In the sci-fi poem, “Zoontological Sublime”, Neurnberger’s speaker’s attempts to physically and mentally place their self into the life of an octopus is compared humorously and oddly to a “graduate student / dismantling the rat, viscera by viscera, trying / to find some other way than this way.” (line 82-84). The entire poem is constructed around the ordinary of animals but the extraordinary of animal experience, and what it would be like for a human to become something more than human, less than human, other than human. In the end, the speaker, and by extension, the poet, is admitting that observation is the only way we have of truly relating to the conscious experience of another animal at present, and so the speaker says they shall “watch it wait” within “perfect darkness and perfect silence” (line 99 and line 105). These observations are both humbling and mystifying for a reader, even if they carry a weight of hilarity with them.

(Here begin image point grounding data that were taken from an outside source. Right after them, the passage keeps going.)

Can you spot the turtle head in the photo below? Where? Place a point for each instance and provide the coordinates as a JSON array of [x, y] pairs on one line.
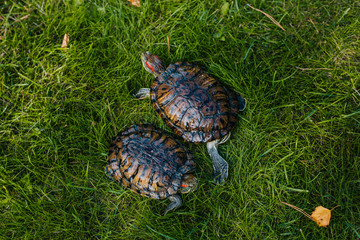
[[152, 63], [188, 183]]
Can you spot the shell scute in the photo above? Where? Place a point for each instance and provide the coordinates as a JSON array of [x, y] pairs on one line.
[[197, 107], [149, 162]]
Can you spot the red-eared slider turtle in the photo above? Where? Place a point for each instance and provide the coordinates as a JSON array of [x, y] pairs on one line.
[[151, 163], [196, 106]]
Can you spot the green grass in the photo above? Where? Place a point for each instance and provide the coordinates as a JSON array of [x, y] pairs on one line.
[[298, 140]]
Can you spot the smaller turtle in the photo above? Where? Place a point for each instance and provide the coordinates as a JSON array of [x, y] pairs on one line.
[[151, 163]]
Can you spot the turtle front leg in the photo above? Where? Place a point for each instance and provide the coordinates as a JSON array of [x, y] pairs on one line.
[[220, 165], [175, 203], [143, 93]]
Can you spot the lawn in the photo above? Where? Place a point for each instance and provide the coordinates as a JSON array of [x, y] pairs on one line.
[[298, 141]]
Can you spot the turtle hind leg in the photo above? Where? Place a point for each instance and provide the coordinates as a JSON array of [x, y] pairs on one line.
[[242, 103], [143, 93], [175, 203], [220, 165]]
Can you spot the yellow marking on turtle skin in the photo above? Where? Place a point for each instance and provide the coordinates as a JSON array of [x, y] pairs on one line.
[[206, 124], [136, 178], [155, 180], [221, 121], [144, 180], [129, 172], [125, 182]]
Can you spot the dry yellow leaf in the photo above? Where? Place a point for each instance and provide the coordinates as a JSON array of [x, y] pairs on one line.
[[65, 41], [136, 3], [321, 216]]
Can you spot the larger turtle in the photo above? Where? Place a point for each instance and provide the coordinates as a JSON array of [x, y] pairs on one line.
[[195, 105], [151, 163]]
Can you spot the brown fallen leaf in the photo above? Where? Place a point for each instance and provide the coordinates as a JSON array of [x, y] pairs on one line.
[[65, 42], [135, 3], [321, 215]]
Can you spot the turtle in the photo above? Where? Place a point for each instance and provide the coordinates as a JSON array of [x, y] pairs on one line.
[[194, 104], [151, 163]]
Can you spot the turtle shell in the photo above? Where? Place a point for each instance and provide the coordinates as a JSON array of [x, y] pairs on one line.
[[148, 161], [194, 104]]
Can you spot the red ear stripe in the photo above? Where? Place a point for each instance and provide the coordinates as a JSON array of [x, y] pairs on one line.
[[149, 66]]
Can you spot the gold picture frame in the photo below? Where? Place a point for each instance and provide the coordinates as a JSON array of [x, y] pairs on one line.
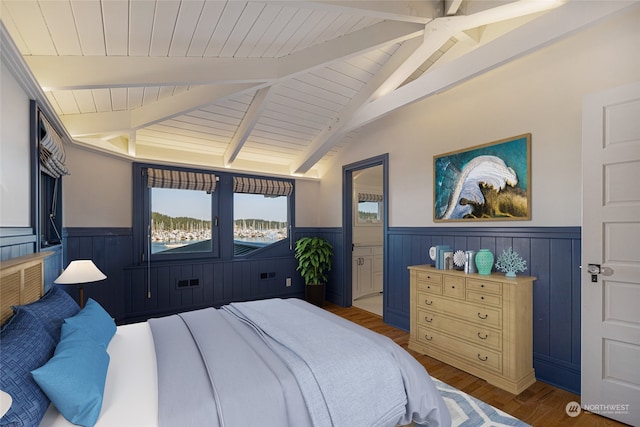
[[488, 182]]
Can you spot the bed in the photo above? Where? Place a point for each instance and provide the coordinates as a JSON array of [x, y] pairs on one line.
[[270, 362]]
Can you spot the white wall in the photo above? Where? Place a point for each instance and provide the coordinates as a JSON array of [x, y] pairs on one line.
[[98, 193], [540, 93], [15, 185]]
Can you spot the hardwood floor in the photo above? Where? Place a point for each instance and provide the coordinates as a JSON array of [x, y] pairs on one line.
[[540, 405]]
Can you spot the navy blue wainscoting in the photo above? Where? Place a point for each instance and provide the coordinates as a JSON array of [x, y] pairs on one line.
[[111, 250], [16, 241], [552, 255]]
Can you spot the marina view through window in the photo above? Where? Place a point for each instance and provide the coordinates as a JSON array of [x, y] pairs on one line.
[[180, 221], [258, 221]]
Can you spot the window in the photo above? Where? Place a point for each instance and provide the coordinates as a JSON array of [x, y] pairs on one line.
[[180, 221], [369, 212], [260, 213], [258, 221], [370, 208], [182, 213]]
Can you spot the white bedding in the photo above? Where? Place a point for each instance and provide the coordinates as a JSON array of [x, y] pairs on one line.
[[130, 395]]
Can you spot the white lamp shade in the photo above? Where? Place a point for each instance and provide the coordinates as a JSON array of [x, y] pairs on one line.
[[80, 271]]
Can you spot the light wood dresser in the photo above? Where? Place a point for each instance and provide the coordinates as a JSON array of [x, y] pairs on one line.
[[482, 324]]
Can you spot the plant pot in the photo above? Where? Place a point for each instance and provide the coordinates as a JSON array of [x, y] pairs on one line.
[[315, 294], [484, 261]]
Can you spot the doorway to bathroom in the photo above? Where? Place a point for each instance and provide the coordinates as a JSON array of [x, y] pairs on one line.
[[365, 221]]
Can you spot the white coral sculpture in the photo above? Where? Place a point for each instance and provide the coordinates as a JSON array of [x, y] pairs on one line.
[[510, 263]]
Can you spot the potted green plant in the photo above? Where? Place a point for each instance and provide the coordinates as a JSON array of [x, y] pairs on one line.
[[314, 255]]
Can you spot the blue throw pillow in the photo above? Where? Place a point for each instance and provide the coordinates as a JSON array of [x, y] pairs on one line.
[[74, 377], [95, 321], [25, 346], [54, 306]]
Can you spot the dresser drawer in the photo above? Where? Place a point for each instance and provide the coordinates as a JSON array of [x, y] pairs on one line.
[[434, 288], [482, 286], [485, 298], [453, 287], [423, 276], [471, 332], [477, 355], [486, 316]]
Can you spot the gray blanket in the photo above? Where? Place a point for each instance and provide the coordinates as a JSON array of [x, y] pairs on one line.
[[252, 363]]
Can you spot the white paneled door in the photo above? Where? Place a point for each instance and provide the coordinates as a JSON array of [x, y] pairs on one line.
[[611, 254]]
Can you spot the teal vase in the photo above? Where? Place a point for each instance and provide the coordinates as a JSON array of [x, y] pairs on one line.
[[484, 261]]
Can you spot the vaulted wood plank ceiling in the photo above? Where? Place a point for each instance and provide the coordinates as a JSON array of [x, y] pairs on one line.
[[275, 87]]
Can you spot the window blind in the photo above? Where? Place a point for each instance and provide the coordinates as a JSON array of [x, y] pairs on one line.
[[52, 155], [268, 187], [183, 180], [370, 197]]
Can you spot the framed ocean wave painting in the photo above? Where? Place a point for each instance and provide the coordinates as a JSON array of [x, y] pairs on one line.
[[486, 182]]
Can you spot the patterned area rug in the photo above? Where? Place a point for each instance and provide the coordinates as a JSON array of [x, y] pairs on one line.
[[467, 411]]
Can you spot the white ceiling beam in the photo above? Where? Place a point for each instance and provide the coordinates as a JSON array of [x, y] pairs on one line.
[[95, 72], [451, 7], [333, 133], [246, 125], [131, 144], [515, 9], [435, 36], [532, 36], [348, 46]]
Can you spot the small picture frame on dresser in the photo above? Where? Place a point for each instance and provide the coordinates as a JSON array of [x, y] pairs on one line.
[[448, 261]]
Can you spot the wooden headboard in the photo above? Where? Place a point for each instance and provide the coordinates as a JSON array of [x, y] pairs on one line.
[[21, 282]]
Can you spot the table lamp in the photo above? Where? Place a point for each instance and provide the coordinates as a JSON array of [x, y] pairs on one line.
[[79, 272]]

Neurenberger’s title poem, “The End of Pink” is like her other black humor pieces with a mind boggling attention to detail and her grossly simple but powerful imagery. The speaker’s opening lines in “The End of Pink” refer to how, after giving birth, the speaker defecated on themselves, resulting in the cringe-worthy line of “[m]y nipples are brown now” (line 1). In this same revolting and eye-opening poem, the speaker moves a dying rodent with “tongs to straighten the sideways spine trapped so unaccountably wrong” because it was too “disgusting to touch” otherwise (line 23-25).
Nuernberger’s unique understanding of her world illustrated in her work is a blend of the realistic and the fantastical in each of her characters and poems. It is Nuernberger’s outside-the-box perspective that is so striking and profound for a reader in The End of Pink. If you are fascinated with lovesickness, badgers, octopi, science, or the grossness and weirdness of human life, then I suggest to you the greatness of Nuernberger’s The End of Pink.